В плане культурном об этом времени прозорливо писал Мандельштам, как о домашнем периоде русской культуры, который прошел под знаком интеллигенции и народничества, о поре отпадения от великих европейских интересов, отторгнутости от великого лона, воспринимаемой почти как ересь. Он датировал эту эпоху, начиная с Аполлона Григорьева, - для нас это значит: с Крымской войны (22). Это время горчаковского сосредоточения России и победоносцевской ненависти к Европе; время, когда народники прокламировали некапиталистический путь, Достоевский призывал русских найти себе новую судьбу в Азии, а Толстой потрясал православие проповедью своеобразного буддизированного христианства. Евразийская интермедия 2 - это 20 - 30-е годы, время включения в уже созданный СССР Средней Азии, ее национально-территориального межевания и подавления басмачества, превращения Монголии в советский протекторат, ангажированности в Китае и дальневосточных битв с Японией, в том числе на монгольско-китайской границе.

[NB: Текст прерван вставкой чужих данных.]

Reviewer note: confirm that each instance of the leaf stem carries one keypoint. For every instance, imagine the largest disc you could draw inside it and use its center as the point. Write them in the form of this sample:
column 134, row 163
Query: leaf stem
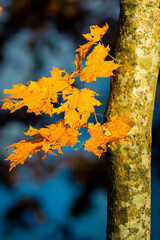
column 95, row 116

Как уж говорилось, это эпоха социализма в одной стране, - но в такой же мере золотой век эмигрантского евразийства. Все говорит об окончании этой евразийской интермедии где-то к началу 40-х: и настороженное отношение Сталина к революции Мао Цзэдуна; и ограниченность вовлечения СССР в корейскую войну по сравнению с Китаем; и та легкость, с которой наши вожди шли в 1950-х на отказ от многих военных дальневосточных приобретений (уступка Китаю Дайрена и Порт-Артура, готовность вернуть Японии часть Южных Курил). Похоже, война с Японией в 1945 г. была войной не по фазе, оправданная лишь как реванш за 1905 г., но реванш скорее демонстративный, успокаивающий самолюбие, нежели материальный.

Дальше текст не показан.